CUTS to nursing shifts at Canowindra, Nyngan, Coonamble and Condobolin hospitals is traumatic for staff and compromising patient care, according to the NSW Nurses and Midwives Association regional organiser Darius Altman.
However, Western NSW Local Health District (LHD) acting chief executive Lindsey Gough rejected the union’s claims, saying it had been identified some rural health services were overstaffed.
Mr Altman says he has met with nurses affected by the cuts this week.
“I called a meeting and 15 of the nurses affected by these cutbacks turned up. They are very concerned,” he said.
“I fear this is death by a thousand cuts to our services.”
Mr Gough said as part of the Strategic Health Services Plan for 2013-1016, securing of future health services meant allocating resources differently and adopting new ways of working.
“We need new models of care that improve access, ensure equity and make better use of the available workforce,” he said.
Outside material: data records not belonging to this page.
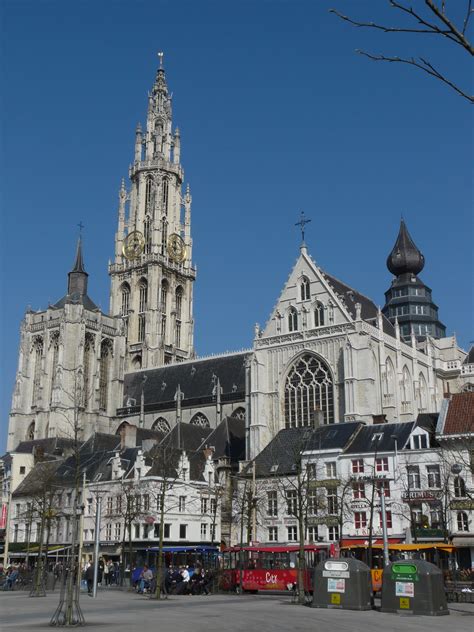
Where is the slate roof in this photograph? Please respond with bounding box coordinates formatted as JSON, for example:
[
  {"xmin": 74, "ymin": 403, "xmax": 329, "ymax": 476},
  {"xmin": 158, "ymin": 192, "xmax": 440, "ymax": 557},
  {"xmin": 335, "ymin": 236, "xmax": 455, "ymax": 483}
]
[
  {"xmin": 11, "ymin": 437, "xmax": 74, "ymax": 454},
  {"xmin": 51, "ymin": 292, "xmax": 100, "ymax": 312},
  {"xmin": 201, "ymin": 417, "xmax": 245, "ymax": 463},
  {"xmin": 120, "ymin": 352, "xmax": 250, "ymax": 414},
  {"xmin": 161, "ymin": 423, "xmax": 212, "ymax": 452},
  {"xmin": 323, "ymin": 271, "xmax": 395, "ymax": 337},
  {"xmin": 344, "ymin": 421, "xmax": 415, "ymax": 454},
  {"xmin": 12, "ymin": 460, "xmax": 64, "ymax": 497},
  {"xmin": 250, "ymin": 422, "xmax": 362, "ymax": 477},
  {"xmin": 463, "ymin": 347, "xmax": 474, "ymax": 364},
  {"xmin": 443, "ymin": 393, "xmax": 474, "ymax": 435}
]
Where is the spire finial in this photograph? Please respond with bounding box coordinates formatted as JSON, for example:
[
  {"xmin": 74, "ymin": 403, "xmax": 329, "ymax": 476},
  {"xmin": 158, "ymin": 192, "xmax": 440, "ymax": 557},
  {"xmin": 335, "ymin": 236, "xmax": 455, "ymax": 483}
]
[{"xmin": 295, "ymin": 211, "xmax": 311, "ymax": 247}]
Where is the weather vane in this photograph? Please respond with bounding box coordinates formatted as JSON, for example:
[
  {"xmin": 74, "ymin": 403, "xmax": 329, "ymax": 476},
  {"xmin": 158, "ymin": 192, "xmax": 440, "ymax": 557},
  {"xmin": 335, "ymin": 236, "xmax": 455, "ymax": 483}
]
[{"xmin": 295, "ymin": 211, "xmax": 311, "ymax": 244}]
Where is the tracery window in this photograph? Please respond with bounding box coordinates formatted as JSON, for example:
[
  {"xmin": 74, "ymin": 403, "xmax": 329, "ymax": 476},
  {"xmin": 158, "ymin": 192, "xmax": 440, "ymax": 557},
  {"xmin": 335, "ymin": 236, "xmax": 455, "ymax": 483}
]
[
  {"xmin": 300, "ymin": 277, "xmax": 310, "ymax": 301},
  {"xmin": 161, "ymin": 217, "xmax": 168, "ymax": 255},
  {"xmin": 314, "ymin": 301, "xmax": 324, "ymax": 327},
  {"xmin": 49, "ymin": 336, "xmax": 59, "ymax": 403},
  {"xmin": 138, "ymin": 279, "xmax": 148, "ymax": 313},
  {"xmin": 190, "ymin": 413, "xmax": 211, "ymax": 428},
  {"xmin": 120, "ymin": 283, "xmax": 130, "ymax": 316},
  {"xmin": 145, "ymin": 176, "xmax": 154, "ymax": 213},
  {"xmin": 176, "ymin": 285, "xmax": 183, "ymax": 319},
  {"xmin": 143, "ymin": 216, "xmax": 151, "ymax": 254},
  {"xmin": 83, "ymin": 334, "xmax": 94, "ymax": 408},
  {"xmin": 163, "ymin": 178, "xmax": 169, "ymax": 215},
  {"xmin": 32, "ymin": 338, "xmax": 43, "ymax": 406},
  {"xmin": 160, "ymin": 279, "xmax": 169, "ymax": 313},
  {"xmin": 99, "ymin": 340, "xmax": 112, "ymax": 410},
  {"xmin": 285, "ymin": 354, "xmax": 334, "ymax": 428},
  {"xmin": 151, "ymin": 417, "xmax": 170, "ymax": 432},
  {"xmin": 288, "ymin": 307, "xmax": 298, "ymax": 331}
]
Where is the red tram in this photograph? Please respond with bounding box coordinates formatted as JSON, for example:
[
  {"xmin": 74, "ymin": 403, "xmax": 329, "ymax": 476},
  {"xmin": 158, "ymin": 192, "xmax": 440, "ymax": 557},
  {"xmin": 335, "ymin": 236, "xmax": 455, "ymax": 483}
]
[{"xmin": 220, "ymin": 544, "xmax": 328, "ymax": 592}]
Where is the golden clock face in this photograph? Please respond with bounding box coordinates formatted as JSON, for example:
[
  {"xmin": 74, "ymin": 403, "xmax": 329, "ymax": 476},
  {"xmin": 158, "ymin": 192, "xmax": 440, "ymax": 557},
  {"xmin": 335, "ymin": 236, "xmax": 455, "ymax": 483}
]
[
  {"xmin": 122, "ymin": 230, "xmax": 145, "ymax": 259},
  {"xmin": 168, "ymin": 233, "xmax": 186, "ymax": 263}
]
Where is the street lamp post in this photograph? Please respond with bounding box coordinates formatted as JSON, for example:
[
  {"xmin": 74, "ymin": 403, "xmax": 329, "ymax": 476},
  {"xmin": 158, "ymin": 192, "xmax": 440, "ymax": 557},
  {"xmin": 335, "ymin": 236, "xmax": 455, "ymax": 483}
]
[{"xmin": 92, "ymin": 492, "xmax": 102, "ymax": 598}]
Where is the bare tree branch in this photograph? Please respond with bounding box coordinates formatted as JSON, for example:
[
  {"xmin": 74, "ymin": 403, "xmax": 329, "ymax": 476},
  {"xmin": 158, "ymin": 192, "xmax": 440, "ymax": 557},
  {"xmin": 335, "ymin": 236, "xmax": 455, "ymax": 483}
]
[
  {"xmin": 330, "ymin": 0, "xmax": 474, "ymax": 103},
  {"xmin": 356, "ymin": 50, "xmax": 474, "ymax": 103}
]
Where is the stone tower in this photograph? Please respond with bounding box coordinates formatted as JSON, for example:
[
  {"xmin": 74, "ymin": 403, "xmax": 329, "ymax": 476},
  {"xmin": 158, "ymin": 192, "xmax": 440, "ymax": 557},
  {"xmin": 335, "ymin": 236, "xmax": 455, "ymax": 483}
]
[
  {"xmin": 8, "ymin": 239, "xmax": 125, "ymax": 450},
  {"xmin": 382, "ymin": 219, "xmax": 446, "ymax": 340},
  {"xmin": 109, "ymin": 54, "xmax": 196, "ymax": 371}
]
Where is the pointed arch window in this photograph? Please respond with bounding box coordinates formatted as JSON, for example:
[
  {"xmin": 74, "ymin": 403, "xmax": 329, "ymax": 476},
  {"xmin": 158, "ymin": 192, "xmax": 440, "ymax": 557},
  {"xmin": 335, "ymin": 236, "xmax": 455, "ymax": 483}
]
[
  {"xmin": 99, "ymin": 339, "xmax": 112, "ymax": 410},
  {"xmin": 160, "ymin": 279, "xmax": 169, "ymax": 314},
  {"xmin": 32, "ymin": 338, "xmax": 43, "ymax": 406},
  {"xmin": 138, "ymin": 279, "xmax": 148, "ymax": 314},
  {"xmin": 288, "ymin": 307, "xmax": 298, "ymax": 331},
  {"xmin": 49, "ymin": 335, "xmax": 59, "ymax": 404},
  {"xmin": 145, "ymin": 176, "xmax": 155, "ymax": 214},
  {"xmin": 418, "ymin": 373, "xmax": 428, "ymax": 412},
  {"xmin": 401, "ymin": 365, "xmax": 412, "ymax": 410},
  {"xmin": 120, "ymin": 283, "xmax": 130, "ymax": 316},
  {"xmin": 161, "ymin": 217, "xmax": 168, "ymax": 255},
  {"xmin": 314, "ymin": 301, "xmax": 324, "ymax": 327},
  {"xmin": 190, "ymin": 413, "xmax": 211, "ymax": 428},
  {"xmin": 26, "ymin": 421, "xmax": 36, "ymax": 441},
  {"xmin": 176, "ymin": 285, "xmax": 183, "ymax": 320},
  {"xmin": 162, "ymin": 178, "xmax": 169, "ymax": 215},
  {"xmin": 83, "ymin": 334, "xmax": 94, "ymax": 409},
  {"xmin": 300, "ymin": 277, "xmax": 310, "ymax": 301},
  {"xmin": 285, "ymin": 354, "xmax": 334, "ymax": 428},
  {"xmin": 143, "ymin": 216, "xmax": 151, "ymax": 254},
  {"xmin": 151, "ymin": 417, "xmax": 171, "ymax": 433}
]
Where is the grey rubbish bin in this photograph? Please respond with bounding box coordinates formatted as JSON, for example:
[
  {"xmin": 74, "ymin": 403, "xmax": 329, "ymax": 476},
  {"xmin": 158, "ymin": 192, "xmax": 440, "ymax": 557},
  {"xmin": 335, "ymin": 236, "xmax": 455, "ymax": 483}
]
[
  {"xmin": 312, "ymin": 558, "xmax": 372, "ymax": 610},
  {"xmin": 380, "ymin": 560, "xmax": 449, "ymax": 616}
]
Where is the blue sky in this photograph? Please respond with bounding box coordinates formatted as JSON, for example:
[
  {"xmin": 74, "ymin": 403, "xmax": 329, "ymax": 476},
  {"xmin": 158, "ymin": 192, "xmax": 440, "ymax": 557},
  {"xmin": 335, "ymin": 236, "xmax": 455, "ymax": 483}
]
[{"xmin": 0, "ymin": 0, "xmax": 474, "ymax": 454}]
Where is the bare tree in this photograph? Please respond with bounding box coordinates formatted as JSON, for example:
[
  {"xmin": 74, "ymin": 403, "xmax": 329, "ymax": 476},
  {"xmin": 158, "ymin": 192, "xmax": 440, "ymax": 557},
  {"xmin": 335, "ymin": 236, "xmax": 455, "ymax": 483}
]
[{"xmin": 330, "ymin": 0, "xmax": 474, "ymax": 103}]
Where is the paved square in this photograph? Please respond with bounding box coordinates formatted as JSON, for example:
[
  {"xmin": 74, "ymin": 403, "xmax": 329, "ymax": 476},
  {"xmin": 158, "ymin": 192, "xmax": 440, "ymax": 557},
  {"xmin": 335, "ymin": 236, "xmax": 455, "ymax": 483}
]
[{"xmin": 0, "ymin": 589, "xmax": 474, "ymax": 632}]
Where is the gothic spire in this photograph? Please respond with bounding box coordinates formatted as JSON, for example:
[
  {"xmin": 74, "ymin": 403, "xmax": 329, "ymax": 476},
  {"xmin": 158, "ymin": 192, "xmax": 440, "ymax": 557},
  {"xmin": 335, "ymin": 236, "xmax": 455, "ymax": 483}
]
[
  {"xmin": 387, "ymin": 218, "xmax": 425, "ymax": 277},
  {"xmin": 67, "ymin": 237, "xmax": 89, "ymax": 296}
]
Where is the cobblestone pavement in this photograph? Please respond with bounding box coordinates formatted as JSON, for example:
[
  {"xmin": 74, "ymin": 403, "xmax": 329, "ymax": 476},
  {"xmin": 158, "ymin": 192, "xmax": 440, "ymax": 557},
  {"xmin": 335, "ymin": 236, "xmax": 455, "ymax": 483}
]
[{"xmin": 0, "ymin": 589, "xmax": 474, "ymax": 632}]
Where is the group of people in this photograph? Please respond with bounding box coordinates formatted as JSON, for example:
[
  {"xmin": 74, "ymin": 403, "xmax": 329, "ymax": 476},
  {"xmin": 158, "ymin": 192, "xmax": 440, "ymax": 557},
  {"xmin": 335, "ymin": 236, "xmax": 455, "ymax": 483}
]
[
  {"xmin": 82, "ymin": 557, "xmax": 120, "ymax": 595},
  {"xmin": 136, "ymin": 564, "xmax": 212, "ymax": 596}
]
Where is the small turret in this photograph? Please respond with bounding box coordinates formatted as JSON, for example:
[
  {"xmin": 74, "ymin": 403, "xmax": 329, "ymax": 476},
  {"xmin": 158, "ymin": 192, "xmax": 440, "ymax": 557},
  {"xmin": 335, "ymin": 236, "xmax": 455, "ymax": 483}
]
[
  {"xmin": 387, "ymin": 219, "xmax": 425, "ymax": 276},
  {"xmin": 67, "ymin": 237, "xmax": 89, "ymax": 296}
]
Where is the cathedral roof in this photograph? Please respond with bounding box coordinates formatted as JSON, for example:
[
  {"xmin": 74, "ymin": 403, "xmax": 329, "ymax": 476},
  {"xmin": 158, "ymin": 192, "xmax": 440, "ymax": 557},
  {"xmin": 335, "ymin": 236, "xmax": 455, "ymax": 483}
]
[
  {"xmin": 387, "ymin": 219, "xmax": 425, "ymax": 276},
  {"xmin": 52, "ymin": 238, "xmax": 99, "ymax": 312},
  {"xmin": 323, "ymin": 271, "xmax": 395, "ymax": 336},
  {"xmin": 118, "ymin": 352, "xmax": 250, "ymax": 415},
  {"xmin": 244, "ymin": 421, "xmax": 362, "ymax": 477}
]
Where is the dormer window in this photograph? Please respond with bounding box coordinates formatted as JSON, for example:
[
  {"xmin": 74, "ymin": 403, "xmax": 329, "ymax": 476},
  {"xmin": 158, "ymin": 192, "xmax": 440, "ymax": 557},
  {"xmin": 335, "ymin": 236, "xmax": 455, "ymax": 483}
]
[{"xmin": 300, "ymin": 277, "xmax": 310, "ymax": 301}]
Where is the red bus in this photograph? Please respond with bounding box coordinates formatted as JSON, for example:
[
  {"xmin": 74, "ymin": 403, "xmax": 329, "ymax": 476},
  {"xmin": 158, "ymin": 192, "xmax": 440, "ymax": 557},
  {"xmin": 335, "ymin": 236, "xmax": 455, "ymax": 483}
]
[{"xmin": 220, "ymin": 544, "xmax": 328, "ymax": 592}]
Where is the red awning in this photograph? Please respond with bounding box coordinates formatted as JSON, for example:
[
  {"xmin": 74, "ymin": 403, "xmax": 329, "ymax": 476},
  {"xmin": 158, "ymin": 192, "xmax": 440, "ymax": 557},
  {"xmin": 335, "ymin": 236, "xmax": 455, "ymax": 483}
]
[{"xmin": 341, "ymin": 538, "xmax": 403, "ymax": 548}]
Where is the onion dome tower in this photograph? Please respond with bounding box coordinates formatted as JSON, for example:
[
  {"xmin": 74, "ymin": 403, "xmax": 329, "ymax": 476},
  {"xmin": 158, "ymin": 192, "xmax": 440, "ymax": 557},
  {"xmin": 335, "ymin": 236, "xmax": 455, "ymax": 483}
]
[{"xmin": 382, "ymin": 219, "xmax": 446, "ymax": 340}]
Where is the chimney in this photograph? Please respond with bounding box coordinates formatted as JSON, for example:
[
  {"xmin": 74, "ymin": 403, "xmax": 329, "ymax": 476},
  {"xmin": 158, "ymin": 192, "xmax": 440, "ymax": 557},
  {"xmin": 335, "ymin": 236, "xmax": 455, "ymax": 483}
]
[{"xmin": 120, "ymin": 424, "xmax": 137, "ymax": 450}]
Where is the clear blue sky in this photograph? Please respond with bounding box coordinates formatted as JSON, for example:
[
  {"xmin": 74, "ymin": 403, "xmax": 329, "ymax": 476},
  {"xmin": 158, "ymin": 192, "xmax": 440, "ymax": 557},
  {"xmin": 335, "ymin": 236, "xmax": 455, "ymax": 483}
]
[{"xmin": 0, "ymin": 0, "xmax": 474, "ymax": 454}]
Mr Altman said some cutbacks were not sustainable and with the LHD identifying indigenous services as needing a stronger focus, he was surprised there had been cuts to nursing shifts in areas where the indigenous population was affected.
“This is not closing but widening a gap in services,” he said.
Mr Altman does not accept the LHD argument patient care would not be compromised.
“We are advising our members, with their time now limited, to care for their patients. They should not be doing cleaning or administrative work,” he said.
Mr Altman hoped the affected communities would rally behind their nurses.
“We want people to write to their local member and their federal member as well, to say this just isn’t good enough,” he said.
Mr Altman is bracing himself for more cuts to nursing shifts in the LHD.
“We still have another 18 hospitals to go. After speaking with our nurses, the staff at Canowindra, Coonamble and Condobolin have voted to fight this decision,” he said.
In the last financial year the WLHD experienced a budget blowout of $19 million.